After setting up all components (LDR, servos, variables), it checks whether the slide switch is positioned at "set". If it is, the joystick can be used to aim at the target of the light beam via the LDR. (The LDRs point to the target.) Pressing the joystick button saves the coordinates.

If the switch is set to "automatic", the LDR unit aligns itself with the light source/sun together with the solar cell. If no change occurs for a while, these coordinates are also saved. The positions of the servos are already given in angles (0-180). This makes our calculation easier.

Now the angle bisectors are calculated from the sun and target coordinates and transmitted to the mirror servos. The mirror aligns itself in x- and y-direction so that it brings the light beam to the target.

After that, the unit sleeps for an adjustable time to save energy.
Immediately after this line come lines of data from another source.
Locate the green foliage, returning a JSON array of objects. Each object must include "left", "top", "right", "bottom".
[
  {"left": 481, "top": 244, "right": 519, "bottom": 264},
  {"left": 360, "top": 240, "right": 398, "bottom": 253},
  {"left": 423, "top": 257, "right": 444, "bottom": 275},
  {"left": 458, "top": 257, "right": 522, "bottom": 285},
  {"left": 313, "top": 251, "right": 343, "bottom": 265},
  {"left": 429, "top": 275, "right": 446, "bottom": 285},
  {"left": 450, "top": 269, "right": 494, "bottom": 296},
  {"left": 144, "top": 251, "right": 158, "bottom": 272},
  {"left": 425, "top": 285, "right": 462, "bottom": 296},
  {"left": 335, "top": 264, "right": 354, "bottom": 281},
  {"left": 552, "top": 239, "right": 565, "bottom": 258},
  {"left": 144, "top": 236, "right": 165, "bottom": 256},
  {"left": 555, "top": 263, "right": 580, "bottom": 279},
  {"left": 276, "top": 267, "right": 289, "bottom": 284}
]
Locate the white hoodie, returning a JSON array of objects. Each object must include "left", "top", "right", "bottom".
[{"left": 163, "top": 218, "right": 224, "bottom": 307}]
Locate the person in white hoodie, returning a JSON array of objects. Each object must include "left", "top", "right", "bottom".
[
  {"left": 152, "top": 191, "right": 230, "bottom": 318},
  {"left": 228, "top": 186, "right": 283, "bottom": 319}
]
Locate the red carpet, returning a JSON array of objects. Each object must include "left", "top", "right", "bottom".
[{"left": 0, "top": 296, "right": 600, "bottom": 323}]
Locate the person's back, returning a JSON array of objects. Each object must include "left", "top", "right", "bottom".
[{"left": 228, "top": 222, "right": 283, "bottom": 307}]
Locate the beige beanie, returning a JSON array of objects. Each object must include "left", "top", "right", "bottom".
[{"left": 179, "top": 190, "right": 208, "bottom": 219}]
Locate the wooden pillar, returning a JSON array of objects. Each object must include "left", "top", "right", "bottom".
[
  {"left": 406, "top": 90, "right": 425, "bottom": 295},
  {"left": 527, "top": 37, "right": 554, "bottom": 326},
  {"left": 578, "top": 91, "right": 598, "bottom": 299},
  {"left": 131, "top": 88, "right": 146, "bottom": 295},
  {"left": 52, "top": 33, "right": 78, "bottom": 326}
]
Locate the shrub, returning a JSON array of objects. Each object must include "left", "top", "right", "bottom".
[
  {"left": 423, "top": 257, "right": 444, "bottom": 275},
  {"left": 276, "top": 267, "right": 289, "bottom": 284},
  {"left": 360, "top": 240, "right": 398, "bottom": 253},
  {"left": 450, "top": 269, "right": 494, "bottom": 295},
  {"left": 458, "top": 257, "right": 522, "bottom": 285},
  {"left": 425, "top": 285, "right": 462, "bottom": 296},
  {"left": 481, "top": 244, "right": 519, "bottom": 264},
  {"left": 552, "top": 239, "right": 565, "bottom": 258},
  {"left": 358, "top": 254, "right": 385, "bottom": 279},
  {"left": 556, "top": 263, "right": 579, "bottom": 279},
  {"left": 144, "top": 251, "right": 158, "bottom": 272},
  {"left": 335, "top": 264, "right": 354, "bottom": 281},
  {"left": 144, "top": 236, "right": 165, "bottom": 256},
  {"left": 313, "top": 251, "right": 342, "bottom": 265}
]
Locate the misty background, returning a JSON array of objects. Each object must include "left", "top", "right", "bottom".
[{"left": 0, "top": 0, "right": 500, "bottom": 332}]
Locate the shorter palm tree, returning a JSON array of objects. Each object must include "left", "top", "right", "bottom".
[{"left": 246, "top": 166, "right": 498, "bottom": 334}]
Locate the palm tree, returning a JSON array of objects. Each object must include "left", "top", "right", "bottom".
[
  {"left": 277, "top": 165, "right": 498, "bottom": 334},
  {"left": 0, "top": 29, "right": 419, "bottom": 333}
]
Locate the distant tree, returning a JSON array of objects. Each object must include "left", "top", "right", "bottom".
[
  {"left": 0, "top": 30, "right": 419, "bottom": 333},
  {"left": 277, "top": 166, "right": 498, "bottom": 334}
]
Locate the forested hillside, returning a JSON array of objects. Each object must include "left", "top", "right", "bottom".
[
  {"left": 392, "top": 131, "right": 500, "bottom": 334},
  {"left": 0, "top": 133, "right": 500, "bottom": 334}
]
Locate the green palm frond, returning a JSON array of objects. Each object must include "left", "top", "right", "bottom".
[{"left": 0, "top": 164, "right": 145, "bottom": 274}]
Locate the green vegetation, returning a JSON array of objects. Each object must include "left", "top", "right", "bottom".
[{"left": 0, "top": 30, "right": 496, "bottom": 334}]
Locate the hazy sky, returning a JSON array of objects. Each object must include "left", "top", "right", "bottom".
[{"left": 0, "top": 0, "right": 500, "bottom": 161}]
Then the mirror realigns itself again.

The special thing about the joystick control:

Normally the servos are oriented to the values of the potentiometers built into the joystick/thumbstick. If you let go of the control, it centres itself by springs and jumps back to the centre, as do the control signals of the servos. To prevent this from happening, the control value only jumps in small steps when the joystick is moved. When centering, nothing happens.

LowPower:

Sometimes the LowPower.h library is not yet integrated in your Arduino IDE. Download the zip file:

https://github.com/rocketscream/Low-Power

https://github.com/lowpowerlab/lowpower

"Code", "Download ZIP"

and include it with:

Sketch --> include Library --> add Zip-library

Autonomous2ndSun.ino
Download

Step 6: Mounting

I mounted the two units as close to each other as possible on a wooden frame. The slight angular shift with respect to the sun and the target is negligible. Make sure that the servos with mirror/solar cell can move without contact.

Step 7: Reflections

Of course you can also use only one pan&tilt unit. However, the servos with tracker and mirror would have to move back and forth during the search and would possibly cause disturbing light effects.